1. Import the TensorFlow IPU module
First, we import the TensorFlow IPU module.
Add the following import statement to the beginning of your script:
from tensorflow.python import ipu
For the ipu
module to function properly, we must import it directly rather
than accessing it through the top-level TensorFlow module.
2. Preparing the dataset
Some extra care must be taken when preparing a dataset for training a Keras
model on the IPU. The Poplar software stack does not support using tensors with
shapes which are not known when the model is compiled, so we must make sure the
sizes of our datasets are divisible by the batch size.
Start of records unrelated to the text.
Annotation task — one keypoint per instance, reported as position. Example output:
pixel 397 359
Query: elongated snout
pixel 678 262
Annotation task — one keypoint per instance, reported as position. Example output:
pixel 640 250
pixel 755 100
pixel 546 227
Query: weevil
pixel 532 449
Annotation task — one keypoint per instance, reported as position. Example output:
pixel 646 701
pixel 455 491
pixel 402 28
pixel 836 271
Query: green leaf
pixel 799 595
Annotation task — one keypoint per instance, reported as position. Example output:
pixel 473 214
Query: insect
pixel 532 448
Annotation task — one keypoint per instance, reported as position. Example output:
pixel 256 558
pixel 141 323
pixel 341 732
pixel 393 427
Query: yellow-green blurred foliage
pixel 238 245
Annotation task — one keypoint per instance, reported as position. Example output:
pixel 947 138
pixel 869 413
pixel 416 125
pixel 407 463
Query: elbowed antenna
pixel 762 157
We introduce a utility
function, make_divisible
, which computes the largest number, no larger than a
given number, which is divisible by a given divisor. This will be of further use
as we work through this tutorial.
def make_divisible(number, divisor):
return number - number % divisor
Using this utility function, we can then adjust dataset lengths to be divisible by the batch size as follows:
(x_train, y_train), (x_test, y_test) = load_data()
train_data_len = x_train.shape[0]
train_data_len = make_divisible(train_data_len, batch_size)
x_train, y_train = x_train[:train_data_len], y_train[:train_data_len]
test_data_len = x_test.shape[0]
test_data_len = make_divisible(test_data_len, batch_size)
x_test, y_test = x_test[:test_data_len], y_test[:test_data_len]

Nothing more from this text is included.